[Mailman-Developers] UI for Mailman 3.0 update

Wed Jun 16 06:33:51 CEST 2010

On Tue, Jun 15, 2010 at 10:44:03PM -0400, Barry Warsaw wrote:
> 
> Given that all signups require an email validation step, and that we'll
> rate-limit that to prevent using signups as a spam vector, what additional
> protection does captcha provide?

Are you saying that no scripts/bots can automatically sign up for
mailman lists? I get plenty of signups like "qneu456na at nanke62w.net"
that suggest otherwise. I should take the time to log those and send
them to you, perhaps? After my masters paper...

Most of these numbers are educated guess numbers; if you want real,
validated numbers they'll have to wait, again, until I turn in my
masters paper. With that...

Let's say I have a large list that receives 16 signups a day, and of
those two are actually humans and not scripts. The list owner, having
had trouble with spammy signups in the past, has set the list to
require moderator approval before users can post. What are the human
costs?  We'll say that the two human signups took 40s each (80s), and
the moderator also took 40 seconds per signup (640s), for a total of
720s = 12 minutes.

Now let's assume the reCAPTCHA adds 13s[0] to real human signups and
cuts down spammy signups to 4 per day and re-run our math. The two
people now spend 106s and the moderator spends 160s, or 4.43 minutes.

Yes, we've shifted some costs to our subscribers, but they do that
once, and the moderator gets back time daily. What's more, we've
increased their burden by just over a quarter and almost divided the
moderators burden by three. And we haven't even mentioned the
increased cost to the spammer, or (in the case of reCAPTCHA) the
benefit to society the CAPTCHA solving work.

That's the real point of all this: drive up the cost to spammers as
much as possible while imposing as little burden as is reasonable on
list owners, moderators, subscribers, site admins, etc. We can't
exactly follow the metafilter model[0] here, and I think this is as
good an idea as I have seen, but I'd love for others to propose
something else that imposes less of a burden on subscribers and we
know will drive up costs to spammers over a longer-term basis.

Again, I don't even propose we turn this on by default. I would just
like to see this as a documented, tested option that can be enabled by
site admins and cleanly upgraded without extra work.

Okay... now that I've put all this energy into this explanation, I'll
admit: spam to list owners, especially of the "Dear $LISTNAME owner,
we at $SITENAME security need you to reset your password. Please find
instructions in the attached .zip file..." were a much bigger problem
a couple of years ago (surprisingly even after implementing SA) until
I decided to block .zip and several other mime types at the MTA
level.

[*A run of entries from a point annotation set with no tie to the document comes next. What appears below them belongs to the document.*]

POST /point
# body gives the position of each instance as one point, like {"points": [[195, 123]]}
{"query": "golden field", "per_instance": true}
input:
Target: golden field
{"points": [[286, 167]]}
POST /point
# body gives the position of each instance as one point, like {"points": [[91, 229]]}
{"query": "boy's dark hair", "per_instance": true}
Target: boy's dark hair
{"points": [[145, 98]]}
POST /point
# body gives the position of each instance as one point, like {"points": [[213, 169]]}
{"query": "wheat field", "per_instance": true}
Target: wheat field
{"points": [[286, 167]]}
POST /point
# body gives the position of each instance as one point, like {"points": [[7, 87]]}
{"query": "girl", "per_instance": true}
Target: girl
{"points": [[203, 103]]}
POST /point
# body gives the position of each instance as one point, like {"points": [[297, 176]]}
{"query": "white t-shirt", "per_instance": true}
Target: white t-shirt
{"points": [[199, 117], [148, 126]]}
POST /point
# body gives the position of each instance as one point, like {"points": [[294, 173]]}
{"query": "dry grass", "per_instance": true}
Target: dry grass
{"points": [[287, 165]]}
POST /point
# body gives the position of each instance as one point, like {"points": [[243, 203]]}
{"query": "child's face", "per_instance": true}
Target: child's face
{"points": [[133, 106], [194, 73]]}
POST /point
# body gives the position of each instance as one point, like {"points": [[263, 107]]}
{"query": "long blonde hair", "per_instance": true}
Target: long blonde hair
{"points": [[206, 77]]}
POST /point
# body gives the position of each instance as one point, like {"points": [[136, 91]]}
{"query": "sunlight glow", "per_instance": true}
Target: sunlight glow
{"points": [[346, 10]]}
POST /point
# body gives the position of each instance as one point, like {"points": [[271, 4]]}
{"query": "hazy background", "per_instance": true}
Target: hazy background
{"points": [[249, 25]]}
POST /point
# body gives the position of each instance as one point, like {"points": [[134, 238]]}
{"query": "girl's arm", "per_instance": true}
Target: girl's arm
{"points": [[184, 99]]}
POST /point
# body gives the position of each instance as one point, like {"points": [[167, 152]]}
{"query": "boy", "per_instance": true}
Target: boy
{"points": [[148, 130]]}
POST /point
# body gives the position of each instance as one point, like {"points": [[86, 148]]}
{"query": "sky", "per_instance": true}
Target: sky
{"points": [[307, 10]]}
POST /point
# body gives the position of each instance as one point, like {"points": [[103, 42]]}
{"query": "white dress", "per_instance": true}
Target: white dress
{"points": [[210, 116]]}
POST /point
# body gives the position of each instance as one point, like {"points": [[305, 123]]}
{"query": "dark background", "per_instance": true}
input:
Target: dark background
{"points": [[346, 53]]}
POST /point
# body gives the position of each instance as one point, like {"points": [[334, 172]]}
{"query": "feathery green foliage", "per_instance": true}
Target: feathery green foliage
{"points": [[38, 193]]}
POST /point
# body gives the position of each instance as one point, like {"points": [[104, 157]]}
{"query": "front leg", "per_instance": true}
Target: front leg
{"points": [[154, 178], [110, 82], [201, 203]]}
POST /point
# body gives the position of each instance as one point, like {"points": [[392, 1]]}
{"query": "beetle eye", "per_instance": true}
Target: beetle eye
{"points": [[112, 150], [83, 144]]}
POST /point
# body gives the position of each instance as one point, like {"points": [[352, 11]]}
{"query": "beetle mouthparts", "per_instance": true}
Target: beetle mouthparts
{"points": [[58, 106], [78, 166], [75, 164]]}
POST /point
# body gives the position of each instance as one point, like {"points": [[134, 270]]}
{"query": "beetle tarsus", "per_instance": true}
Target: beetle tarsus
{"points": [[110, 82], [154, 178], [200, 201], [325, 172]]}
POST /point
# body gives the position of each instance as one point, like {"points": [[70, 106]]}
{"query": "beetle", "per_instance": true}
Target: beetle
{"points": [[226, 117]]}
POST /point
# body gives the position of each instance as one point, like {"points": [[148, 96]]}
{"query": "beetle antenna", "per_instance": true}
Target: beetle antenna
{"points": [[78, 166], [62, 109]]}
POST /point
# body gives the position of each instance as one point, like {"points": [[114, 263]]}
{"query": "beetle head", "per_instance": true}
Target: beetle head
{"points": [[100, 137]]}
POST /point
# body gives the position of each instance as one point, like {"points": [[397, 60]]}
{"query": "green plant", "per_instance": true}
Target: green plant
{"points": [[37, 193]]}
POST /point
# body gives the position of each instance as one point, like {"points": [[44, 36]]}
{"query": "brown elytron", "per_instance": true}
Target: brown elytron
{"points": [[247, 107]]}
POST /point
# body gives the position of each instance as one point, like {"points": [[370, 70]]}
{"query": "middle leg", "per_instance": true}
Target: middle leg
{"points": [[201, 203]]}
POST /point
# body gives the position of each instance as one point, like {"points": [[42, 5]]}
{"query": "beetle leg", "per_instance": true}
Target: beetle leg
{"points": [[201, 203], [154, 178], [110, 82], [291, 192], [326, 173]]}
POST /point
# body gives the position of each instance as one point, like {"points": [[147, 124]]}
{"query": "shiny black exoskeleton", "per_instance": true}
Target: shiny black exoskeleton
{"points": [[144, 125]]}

So if y'all have no interest in doing any reCAPTCHA
integration, I'll just spend that much more time making anti-spam
tweaks at the MTA level, and I'll field one or two more "I'm a
moderator and I'm dealing with a lot of spam here" tickets every now
and then.

That's another point, come to think of it: I've had plenty of time and
experience running a couple of decently-sized mailman installs, but
what about the many, many people who have less experience running
mailman? The easier we make it for them to make it hard on spammers,
the better.

A final note: are there any published user studies on mailman? I see
your ATEC '03 and LISA '98 presentations in the ACM portal, and I see
http://www.gnu.org/software/mailman/otherstuff.html ... but nothing
else turns up in google scholar. Please point me to other research on
mailman and its user base if it exists. If it doesn't, maybe I need to
make that happen....

Thanks so much for all the work all of you do. It really is a pleasure
and a privilege to be involved.

Cheers,
-- 
Cristóbal Palmer
ibiblio.org
metalab.unc.edu

[0] http://www.sciencemag.org/cgi/content/full/321/5895/1465
"reCAPTCHA: Human-Based Character Recognition via Web Security Measures."
Originally published in Science Express on 14 August 2008
Science 12 September 2008:
Vol. 321. no. 5895, pp. 1465 - 1468
DOI: 10.1126/science.1160379

Quoting:

User testing on our site (http://captcha.net) showed that it took
13.51 s on average (SD = 6.37) for 1000 randomly chosen users to solve
a seven-letter conventional CAPTCHA (25th percentile was 8.28 s,
median was 12.62 s, and 75th percentile was 17.12 s), whereas it took
13.06 s on average (SD = 7.67) for a different set of 1000 randomly
chosen users (also from http://captcha.net) to solve a reCAPTCHA (25th
percentile was 5.79 s, median was 12.64 s, and 75th percentile was
18.91 s).

[1] Charge five US dollars (paypal) for an account.